И если б Лана заранее не предупредила меня, что все «первые встречи с персонами масштаба Оленева всегда проходят провально», я была бы близка к панике.

– Такие люди, как Оленев, сами как лампочки, – объяснила мне Лана. – И ожидают чего-то не менее яркого и волшебного от любого собеседника, от психолога в первую очередь. И обычно все, что они видят, им в первый раз не нравится, они закрыты, их невозможно пробить. Но это входит в условия игры. Главное не паниковать, а расставить по ходу разговора как можно больше «фишек», чтобы потом твой олигарх, вспоминая, мысленно споткнулся хоть на чем-то, не связанном с его арестом, и захотел разговор продолжить.

Да-а, пробить броню Лешкиной закрытости непросто. Лика уже сломалась. Побившись своей влюбленной распахнутостью о его железобетонные укрепления, не выдержала, сорвалась. Здесь, на моей ею же отремонтированной кухне Лика разревелась: «Не могу я без него! Ни дня, ни минуты, ни секунды! А он может…»

Отчаянно, взахлеб отрыдала, посидела, посмотрела в пустоту. Взяла себя в руки – и словно замкнула в подобном Лешкиному кованом ларце, который, как дорогой рояль чеховских сестер, теперь был закрыт, а ключ утерян.

Что за мир, в котором не человек с человеком встречается, а кованые ларцы их душ то с отвратительным, то с мелодичным звоном ударяются друг о друга, и люди-человеки лишь высчитывают, как бы в свою душу ненароком кого-то не впустить! Ведь душе может больно быть. А там, в ларце, их душам темно и пусто, зато безопасно.

Про сокрытый где-то в недрах ее любви к Лешке ключ от ларца ее души Лика не сказала ни слова. Но сам ларец увезла. И себя увезла, убрала от Оленева подальше. Клятвенно пообещав прибыть за неделю до обозначенного срока моих родов, нежданно обретенная мною подруга, почти сестра, улетела в загадочную арабскую страну сотворять интерьер очередного замка нашего знакомого шейха.

– Если не уеду – не выживу! – сказала в аэропорту вся сама сжавшаяся в комок Лика.

Не я ли такая сжавшаяся стояла вместе с ней в том же аэропорту полгода назад!

Меня, как ни странно, спас Лешкин арест – поняла, что, кроме нас с Ликой, олигарха спасать некому, и оказалась права. Но что могло теперь спасти Лику, что могло спасти выпущенного из тюрьмы, но не прощенного властью Лешку, я не знала.
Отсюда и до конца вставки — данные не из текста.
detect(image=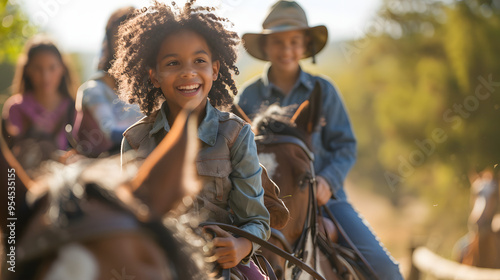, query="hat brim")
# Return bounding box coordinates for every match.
[242,25,328,61]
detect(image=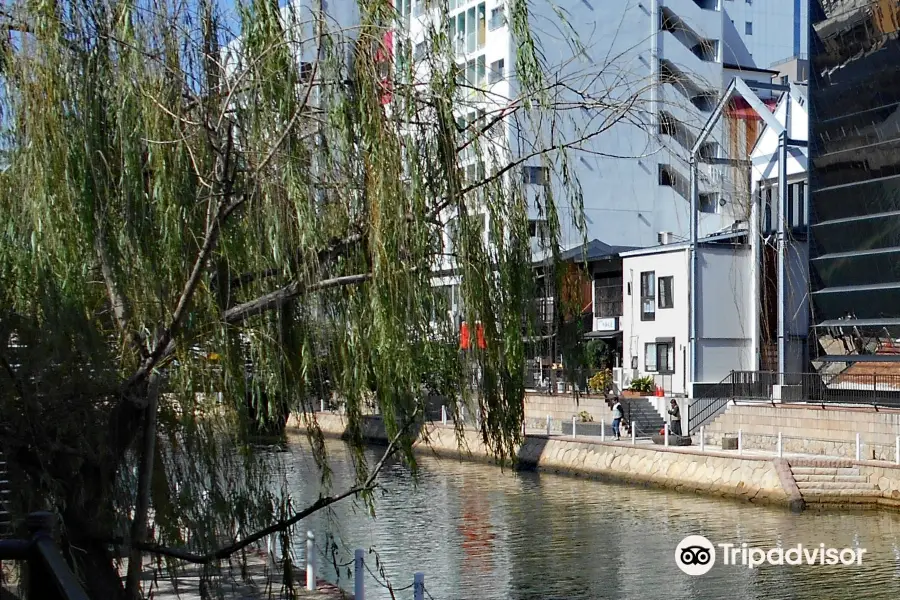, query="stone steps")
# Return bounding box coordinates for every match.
[794,473,869,485]
[797,481,878,492]
[791,463,883,504]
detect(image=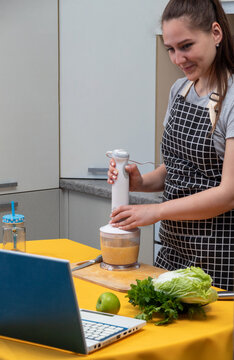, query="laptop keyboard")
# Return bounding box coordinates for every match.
[82,319,127,341]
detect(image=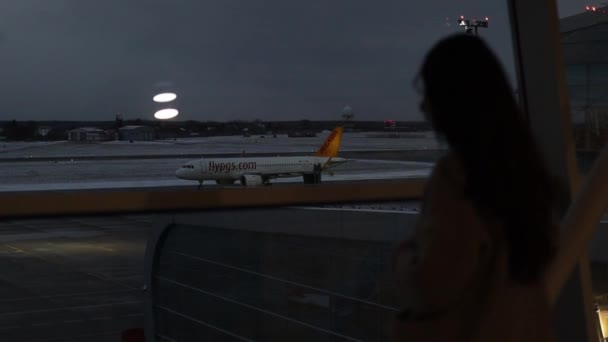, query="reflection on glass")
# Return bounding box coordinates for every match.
[558,0,608,338]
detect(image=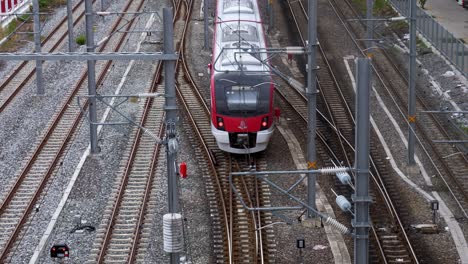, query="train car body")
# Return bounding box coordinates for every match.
[210,0,275,154]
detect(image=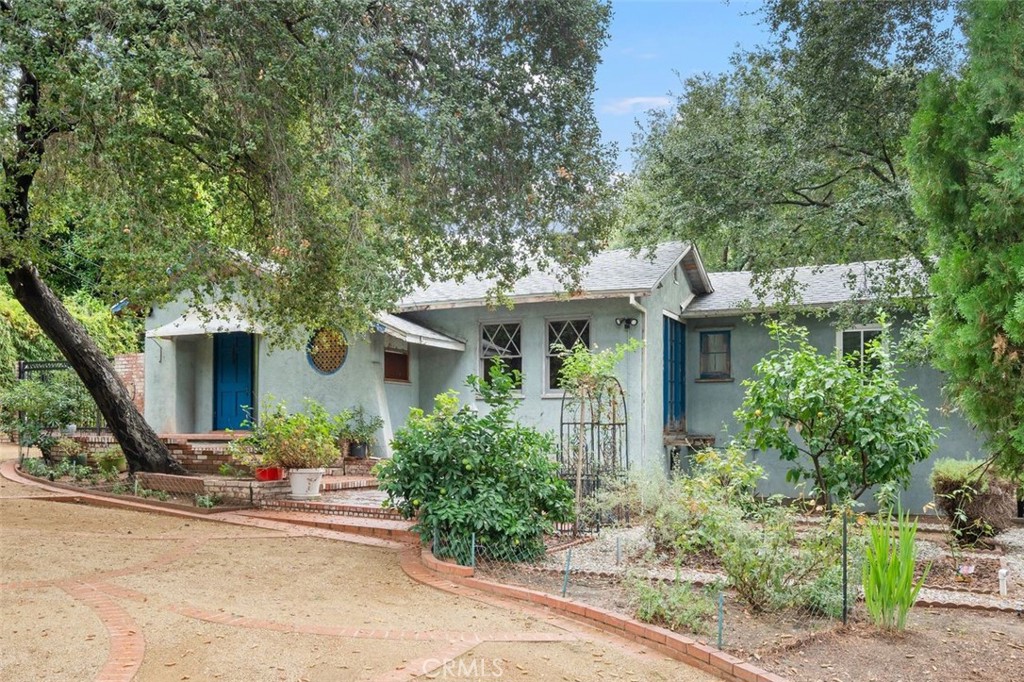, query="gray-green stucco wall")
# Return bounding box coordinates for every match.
[686,317,984,513]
Смотрела на Лешку и думала, ну и что б ему не заметить Лику! И все бы так чудненько сложилось! Они так подходят друг другу! Но Лешке было не до Лики. Лешке было вообще не до чего. Даже собственное до сих пор не закрытое уголовное дело его, кажется, перестало интересовать. Оленя подстрелили на бегу, и он лежал теперь и смотрел в небо. И не желал помогать тем, кто все еще пытался его спасать.

Дела нет – «АлОл» обанкротили. Семьи нет – третья по счету жена с ним развелась, пока он сидел в Бутырке. Денег – по крайней мере в тех объемах, при которых деньги способны быть не мерой понта, а средством производства, – тоже нет. Я бы и свалившиеся на меня с неба, точнее с потолка, миллионы ему отдала, уж Лешка бы нашел им применение куда лучше, чем я. Но для Лешкиных грандиозных идей даже непостижимые для меня миллионы азиатской диктаторши деньгами не были – новое равновеликое «АлОлу» дело начать не хватит, а все, что мельче «АлОла», Лешку вряд ли способно заинтересовать. Впрочем, если бы даже и собрался не интересующие его диктаторшины миллионы взять, попользоваться любыми деньгами – моими, своими или чужими – опальному олигарху бы не дали. Не для того «АлОл» разоряли, чтобы Алексей Оленев себе новое дело найти сумел.